CDS.headStuff2 acut

acut (1)     Gets parts of a file     (Jul-2016)

acut [–Ccomment] [–dc] [–el] [–T s1 s2] [–acols|–ccols|–fcols]... [–itext]... [–map mapping_instructions] [file...]

The acut command allows to extract and reformat columns of a file, and to insert fixed text. Unlike cut(1), the order of the columns is arbitrary, and several cut/insert arguments can be specified. The columns can be raw characters (–c) or intervals delimited by a delimiter character (–f). From version 4.4, acut also accept a mapping string, i.e. a mixture of plain test and excerts from input text.

acut also allows to translate (replace characters) in specified columns (T), and to remove leading and/or trailing blanks in specified columns (h, j and t), or to perform regular expression substitution in the specified columns.

acut is especially useful for reformatting decimal or sexagesimal numbers which can be properly aligned (see below). Accepted sexagesimal representations include blank- or column-separated numbers (like 12:04:56 or 12 04 56), as well as number without separator (like 120445)


–version    prints the version and exits.

–Ccomment    defines comment lines – lines starting by comment are just copied to the output without reformatting. For instance, –C'#' will consider lines starting by a has sign as comments. By default, blank lines are considered by comments.

–dc    defines the character used as a delimiter between columns; this delimiter is only used in cunjunction with the -f option. Its default is the tab.

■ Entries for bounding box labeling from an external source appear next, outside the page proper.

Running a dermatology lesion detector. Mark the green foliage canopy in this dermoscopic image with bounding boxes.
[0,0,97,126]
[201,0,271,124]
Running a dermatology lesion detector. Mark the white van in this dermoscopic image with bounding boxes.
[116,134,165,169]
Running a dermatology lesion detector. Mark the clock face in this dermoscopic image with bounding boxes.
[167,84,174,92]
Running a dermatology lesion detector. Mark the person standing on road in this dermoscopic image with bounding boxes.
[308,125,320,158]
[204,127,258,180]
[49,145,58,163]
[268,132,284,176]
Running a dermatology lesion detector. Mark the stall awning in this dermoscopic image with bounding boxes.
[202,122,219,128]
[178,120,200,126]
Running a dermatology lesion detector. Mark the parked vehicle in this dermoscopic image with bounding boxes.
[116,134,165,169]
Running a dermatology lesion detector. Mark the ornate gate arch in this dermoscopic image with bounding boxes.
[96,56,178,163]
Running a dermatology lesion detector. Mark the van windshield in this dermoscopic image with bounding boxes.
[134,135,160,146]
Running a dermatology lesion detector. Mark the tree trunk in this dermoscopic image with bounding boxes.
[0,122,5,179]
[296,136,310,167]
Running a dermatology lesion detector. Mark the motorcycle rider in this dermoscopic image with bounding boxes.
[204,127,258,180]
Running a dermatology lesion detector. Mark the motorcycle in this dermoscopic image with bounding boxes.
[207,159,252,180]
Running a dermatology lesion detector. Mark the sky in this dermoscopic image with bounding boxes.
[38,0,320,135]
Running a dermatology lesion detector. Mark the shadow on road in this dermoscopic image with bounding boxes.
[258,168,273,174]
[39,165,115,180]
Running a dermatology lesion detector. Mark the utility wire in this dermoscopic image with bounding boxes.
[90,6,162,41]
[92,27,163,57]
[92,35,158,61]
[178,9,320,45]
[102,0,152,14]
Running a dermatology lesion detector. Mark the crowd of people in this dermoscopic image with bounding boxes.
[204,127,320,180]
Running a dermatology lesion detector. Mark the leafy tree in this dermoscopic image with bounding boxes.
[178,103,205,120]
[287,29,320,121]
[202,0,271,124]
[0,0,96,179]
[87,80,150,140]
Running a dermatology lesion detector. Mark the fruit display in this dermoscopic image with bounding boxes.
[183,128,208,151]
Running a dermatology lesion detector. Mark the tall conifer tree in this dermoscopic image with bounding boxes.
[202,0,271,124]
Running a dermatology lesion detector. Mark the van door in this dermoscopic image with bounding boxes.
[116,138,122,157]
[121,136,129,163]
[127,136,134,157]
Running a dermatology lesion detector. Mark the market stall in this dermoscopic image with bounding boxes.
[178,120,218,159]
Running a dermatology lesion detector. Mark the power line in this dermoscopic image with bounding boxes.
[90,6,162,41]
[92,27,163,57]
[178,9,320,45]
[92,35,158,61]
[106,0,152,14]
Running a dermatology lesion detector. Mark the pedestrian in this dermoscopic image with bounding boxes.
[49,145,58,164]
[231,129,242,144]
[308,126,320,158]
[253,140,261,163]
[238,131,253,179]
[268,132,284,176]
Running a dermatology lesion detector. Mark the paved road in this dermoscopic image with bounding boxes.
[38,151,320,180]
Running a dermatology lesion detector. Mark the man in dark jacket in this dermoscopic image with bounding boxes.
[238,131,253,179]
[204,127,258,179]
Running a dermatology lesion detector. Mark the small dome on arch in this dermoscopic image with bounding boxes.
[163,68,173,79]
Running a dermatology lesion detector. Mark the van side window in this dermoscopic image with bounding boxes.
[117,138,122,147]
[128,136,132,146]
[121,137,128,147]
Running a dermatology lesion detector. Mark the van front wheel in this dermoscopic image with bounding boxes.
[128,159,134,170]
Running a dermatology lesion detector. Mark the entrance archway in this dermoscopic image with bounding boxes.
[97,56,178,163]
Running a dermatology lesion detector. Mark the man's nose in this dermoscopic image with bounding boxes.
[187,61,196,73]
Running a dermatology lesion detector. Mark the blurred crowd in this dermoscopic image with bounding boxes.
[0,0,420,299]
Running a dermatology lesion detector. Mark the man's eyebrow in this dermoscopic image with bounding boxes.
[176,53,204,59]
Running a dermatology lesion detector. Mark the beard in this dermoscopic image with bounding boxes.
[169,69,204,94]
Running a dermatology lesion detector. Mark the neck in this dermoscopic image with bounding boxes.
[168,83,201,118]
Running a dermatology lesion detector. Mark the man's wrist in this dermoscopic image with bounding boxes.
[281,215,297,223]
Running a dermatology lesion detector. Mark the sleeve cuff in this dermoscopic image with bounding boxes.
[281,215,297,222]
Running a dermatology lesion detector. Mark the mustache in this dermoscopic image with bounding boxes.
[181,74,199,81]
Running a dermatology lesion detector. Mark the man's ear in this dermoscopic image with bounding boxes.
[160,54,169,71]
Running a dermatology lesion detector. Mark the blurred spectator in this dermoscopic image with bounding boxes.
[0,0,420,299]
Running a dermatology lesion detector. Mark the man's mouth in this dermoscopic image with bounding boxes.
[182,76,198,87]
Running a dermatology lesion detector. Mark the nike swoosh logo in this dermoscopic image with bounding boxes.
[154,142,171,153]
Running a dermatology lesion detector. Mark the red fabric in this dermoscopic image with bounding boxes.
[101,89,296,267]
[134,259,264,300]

–el    asks to process the empty lines. By default the empty lines are directly issued, assuming these have just a role of delimiter. (added in V3.92)

–T s1 s2    defines the translation table: characters from s1 are converted into the corresponding characters of s2 (byte-by-byte translation). Strings s1 and s2 must have the same length. The complete alphabet may be specified by \a (lowercase) or \A (uppercase); \s stands for the 6 spaces (blank, tab, vtab, newline, carriage-return, form-feed) Non-printable characters can be specified using the C conventions (e.g. \n for the newline, or \e for the Escape, or the octal representation).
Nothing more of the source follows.